Character Variables vs Global Variables

Use character variables for state that conceptually belongs to a character (mood, relationship, outfit, health). Use global variables for state that belongs to the story or world (quest progress, time of day, world flags). This separation keeps your data model clean and makes it easy to reason about where state lives.
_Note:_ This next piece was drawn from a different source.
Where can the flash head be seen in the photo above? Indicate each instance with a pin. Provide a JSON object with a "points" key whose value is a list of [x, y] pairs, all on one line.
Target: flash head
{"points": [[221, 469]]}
Character variable state at runtime is managed by the StoryFlowManager:

  • Mutable runtime copies: When the manager initializes, it creates mutable copies of all character variables in StoryFlowManager.RuntimeCharacters. These copies are what GetCharacterVariable and SetCharacterVariable operate on.
  • Cross-dialogue persistence: Changes to character variables persist across different dialogue sessions and script transitions within the same game session. If the elder's trust is set to 5 in one dialogue, it remains 5 when another dialogue references that character.
  • Resetting state: Call ResetRuntimeCharacters() on the manager to restore all character variables to their original imported values. This is useful when starting a new game or resetting story state.
  • Save/Load integration: Runtime character variable state is included when using the plugin's Save & Load system. Saved character state is fully restored when loading a save slot.
C#
// Reset all character variables to their imported defaults
StoryFlowManager.Instance.ResetRuntimeCharacters();

Character Assets

StoryFlowCharacterAsset is a ScriptableObject that stores the imported character definition. Each character in your project becomes a separate asset in the Unity project.

C#
public class StoryFlowCharacterAsset : ScriptableObject
{
    // Display name
    public string CharacterName;

    // Normalized path used for lookups
    public string CharacterPath;

    // Default portrait image key (resolved during import)
    public string ImageAssetKey;

    // Resolved portrait sprite
    public Sprite ResolvedImage;

    // Per-character variables
    public List<StoryFlowVariable> Variables;
}

Characters are imported automatically when you import your StoryFlow project. You do not need to import characters separately. The import process reads characters.json from your exported project and creates or updates a StoryFlowCharacterAsset for each character.

Path Normalization

Character paths are normalized internally for consistent lookups. The normalization rule converts the path to lowercase and replaces backslashes with forward slashes. Both the import process and the runtime lookup apply the same normalization. If you are accessing characters directly by path from C# code, the plugin handles normalization for you in GetCharacterVariable and SetCharacterVariable.

If you bypass the public API and access RuntimeCharacters directly, you must normalize paths yourself to avoid lookup failures that result in empty character data.